### Wikum Dinalankara, Qian Ke, and Luigi Marchionni | Johns Hopkins University
This package provides functionality for performing divergence analysis. For more information on the divergence framework, see [Dinalankara et al, "Digitizing omics profiles by divergence from a baseline", PNAS 2018](https://www.ncbi.nlm.nih.gov/pmc/articles/PMC5939095/).

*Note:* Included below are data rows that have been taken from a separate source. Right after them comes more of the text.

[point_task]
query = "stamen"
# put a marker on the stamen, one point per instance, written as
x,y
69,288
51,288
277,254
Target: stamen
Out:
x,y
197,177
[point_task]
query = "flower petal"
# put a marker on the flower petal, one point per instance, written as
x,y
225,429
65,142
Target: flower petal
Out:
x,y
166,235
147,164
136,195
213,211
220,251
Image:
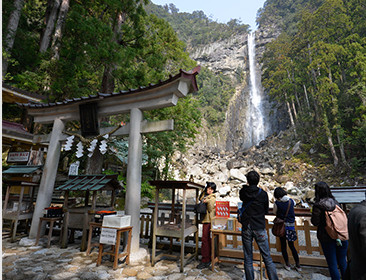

Recently we introduced divergence analysis, a framework for analysing high dimensional omics data. The principle behind this approach is to encode deviation from a baseline profile as a simple digitized coding. Given a matrix of high dimensional omics data (RNA-Seqexpression, microarray expression, CpG level methylation, etc) where one group of samples are designated as the baseline cohort, the other sample profiles can be converted to a binary or ternary string indicating whether each omics feature of the sample is outside the baseline range or not. This can be performed at the individual feature level (in which
case the result will be a string of 0, 1, and -1 indicating no divergence, deviation by being above the baseline range, and deviation by being below the baseline range, respectively), or it can be perfomed at the multivariate feature level. Multivariate features are sets of single features (e.g. a functional gene set) and if divergence analysis is performed at this level, the result will be binary (0 indicating no deviation, 1 indicating deviation). The method applies no special normalization procedures other than a sample specific quantile transformation which is applied to each sample before baseline computation and divergence coding.
The package contains a small data set (a subset of the TCGA breast cancer dataset), which is used in the vignette to demonstrate the workflow.